Theatrical and commercial agent and owner, Rogers Orion Talent Agency, Sherman Oaks, Calif.; clients recently booked Star Trek, Criminal Minds
I think it's more important that actors know themselves rather than a "type." When you know who you are and how other people see you, it transcends the nuts and bolts of acting technique and becomes about the true you. In other words, tapping into the quality that helps people relate to you is 100 times more important than branding yourself as a "lawyer type" or a "cop type."
As a client put it recently, "People are more complex and interesting than any character that could ever be written in a movie. It's the quality of the human behind the actor that fills in the blanks." As to how to find this quality, there are two great classes in town: Know Your Type, Act Like Yourself, taught by Mark Atteberry (www.beaworkingactor.com), and Marketing the Actor, taught by Jason Buyer (www.marketingtheactor.com). But really, it just comes down to a good, honest look in the mirror and the willingness to accept what you see there.
Theatrical agent, Nicolosi & Co., New York; clients recently booked Gossip Girl, Broadway's Rock of Ages
I don't think typing is important for an actor, but I do think the reality of it is very important. We know that everyone is an "actor" and can play any character; that's the beauty of being a character actor. But with the large number of actors out there, you need to know how others see you and how they want to cast you, because that's how you'll get work. Stop fighting with the kinds of characters that you're being called back for—embrace it. It's how you're being seen. Look around; see who's getting the jobs you want and if they're similar to you or not. That should be a big clue as to whether you're right for that production or not.
Carole J. Russo
Theatrical agent and owner, Agents for the Arts, New York; clients recently booked tours of Fiddler on the Roof and Wicked
Actors have to be very clear about their physicality. I don't think it's any surprise that it's really important—for all actors, not just younger actors—to know their physical type, the style they're capable of portraying, particularly for on-camera work. Because when we get the breakdowns, they're absolutely clear about what they want, the style of the character.
If actors are versatile—if they're, say, comedic—they need to be able to articulate it and seek work in places where they can demonstrate it, even when they're starting out, so they can have a diversity of things on their résumé. They have to articulate that for agents as well, because we might be looking for specific kinds of people to fill our rosters, so that we have versatility to present to casting directors and producers. We've got to be able to do that. So I think it's very important, and it's something I wish that universities would pay a little more attention to.
To figure out your type, you need to go perhaps to your agent, or to someone you're studying with if you trust him or her implicitly, and say, "Look, I really need to get your input on what you believe my type is and what I'm not doing that I can do that's going to enhance that for me." That's something that's so personal, but you do need to be able to trust people and be open enough to hear what they have to say.
Theatrical agent and co-owner, Origin Talent, Studio City, Calif.; clients recently booked Mad Men, The Mentalist
My job as an agent is to never typecast an actor.
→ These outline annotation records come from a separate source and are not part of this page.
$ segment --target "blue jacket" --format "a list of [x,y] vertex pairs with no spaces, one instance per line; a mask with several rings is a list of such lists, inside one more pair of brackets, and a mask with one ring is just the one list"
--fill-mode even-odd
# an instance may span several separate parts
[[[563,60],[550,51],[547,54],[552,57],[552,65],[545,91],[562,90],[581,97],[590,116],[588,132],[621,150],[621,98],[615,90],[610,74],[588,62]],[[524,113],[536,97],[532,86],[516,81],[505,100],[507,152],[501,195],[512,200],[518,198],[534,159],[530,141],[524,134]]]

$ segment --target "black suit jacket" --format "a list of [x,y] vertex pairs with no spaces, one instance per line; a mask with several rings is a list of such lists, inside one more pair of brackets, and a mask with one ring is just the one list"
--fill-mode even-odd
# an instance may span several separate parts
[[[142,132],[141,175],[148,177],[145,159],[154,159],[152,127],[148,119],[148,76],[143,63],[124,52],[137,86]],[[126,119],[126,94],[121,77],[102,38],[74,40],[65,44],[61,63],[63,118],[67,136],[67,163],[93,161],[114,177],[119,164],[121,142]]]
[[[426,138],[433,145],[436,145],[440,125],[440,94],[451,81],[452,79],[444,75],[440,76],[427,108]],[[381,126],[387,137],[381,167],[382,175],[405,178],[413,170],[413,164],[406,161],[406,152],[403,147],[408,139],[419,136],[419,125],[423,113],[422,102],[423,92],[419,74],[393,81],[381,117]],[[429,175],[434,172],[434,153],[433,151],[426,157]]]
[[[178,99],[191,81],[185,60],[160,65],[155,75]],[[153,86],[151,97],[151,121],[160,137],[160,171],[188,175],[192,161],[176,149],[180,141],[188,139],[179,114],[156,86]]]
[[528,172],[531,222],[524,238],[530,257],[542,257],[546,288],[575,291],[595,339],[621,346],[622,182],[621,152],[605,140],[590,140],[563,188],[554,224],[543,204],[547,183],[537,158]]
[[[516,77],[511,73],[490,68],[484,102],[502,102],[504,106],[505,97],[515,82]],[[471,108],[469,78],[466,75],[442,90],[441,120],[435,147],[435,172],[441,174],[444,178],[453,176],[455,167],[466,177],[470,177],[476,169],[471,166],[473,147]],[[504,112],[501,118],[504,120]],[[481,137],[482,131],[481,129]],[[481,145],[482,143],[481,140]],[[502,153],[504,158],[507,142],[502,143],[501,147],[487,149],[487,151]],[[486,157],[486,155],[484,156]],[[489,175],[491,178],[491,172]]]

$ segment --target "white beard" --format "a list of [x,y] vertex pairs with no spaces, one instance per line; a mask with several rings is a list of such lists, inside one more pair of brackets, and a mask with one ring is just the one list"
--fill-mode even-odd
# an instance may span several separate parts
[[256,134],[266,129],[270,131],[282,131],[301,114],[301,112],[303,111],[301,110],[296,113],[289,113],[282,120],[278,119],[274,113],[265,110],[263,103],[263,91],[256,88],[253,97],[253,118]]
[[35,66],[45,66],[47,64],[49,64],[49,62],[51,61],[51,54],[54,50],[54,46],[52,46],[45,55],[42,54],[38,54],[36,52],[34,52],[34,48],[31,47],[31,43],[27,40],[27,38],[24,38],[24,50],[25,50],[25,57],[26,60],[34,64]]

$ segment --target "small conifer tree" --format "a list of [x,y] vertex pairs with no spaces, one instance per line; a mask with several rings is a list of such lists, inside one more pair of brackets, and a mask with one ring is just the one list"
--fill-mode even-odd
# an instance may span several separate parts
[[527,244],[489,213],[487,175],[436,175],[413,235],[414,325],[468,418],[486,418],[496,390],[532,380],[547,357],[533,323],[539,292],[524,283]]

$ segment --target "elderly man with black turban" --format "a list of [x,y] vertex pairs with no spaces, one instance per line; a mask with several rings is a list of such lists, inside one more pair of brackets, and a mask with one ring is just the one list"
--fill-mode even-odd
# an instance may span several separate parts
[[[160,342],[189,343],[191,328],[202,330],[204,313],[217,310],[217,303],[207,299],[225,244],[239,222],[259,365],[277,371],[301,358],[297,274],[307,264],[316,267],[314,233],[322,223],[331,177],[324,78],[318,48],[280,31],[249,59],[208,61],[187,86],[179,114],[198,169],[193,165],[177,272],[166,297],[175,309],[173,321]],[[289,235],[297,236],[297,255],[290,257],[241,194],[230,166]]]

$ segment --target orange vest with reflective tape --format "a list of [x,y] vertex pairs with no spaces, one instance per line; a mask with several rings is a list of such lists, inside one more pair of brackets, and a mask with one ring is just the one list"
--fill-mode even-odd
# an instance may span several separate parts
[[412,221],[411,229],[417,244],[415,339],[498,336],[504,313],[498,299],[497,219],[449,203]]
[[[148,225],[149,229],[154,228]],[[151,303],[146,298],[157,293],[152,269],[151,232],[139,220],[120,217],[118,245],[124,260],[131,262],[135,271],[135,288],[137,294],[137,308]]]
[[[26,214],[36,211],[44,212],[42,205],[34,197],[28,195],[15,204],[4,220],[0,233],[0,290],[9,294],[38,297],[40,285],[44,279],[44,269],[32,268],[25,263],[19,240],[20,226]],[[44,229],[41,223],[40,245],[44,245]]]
There are enough people out there who might want to do that anyway. I want to stretch actors as far as they can go. I represent actors based on my passion for their work, their likability and charisma, never on type or filling a slot in my list. It's always about the work. I'm a fan and I love watching and working with talented actors. It's what makes my job so much fun. So I never type any actor I work with. I just make sure I work with extremely talented actors who can do it all and do it great!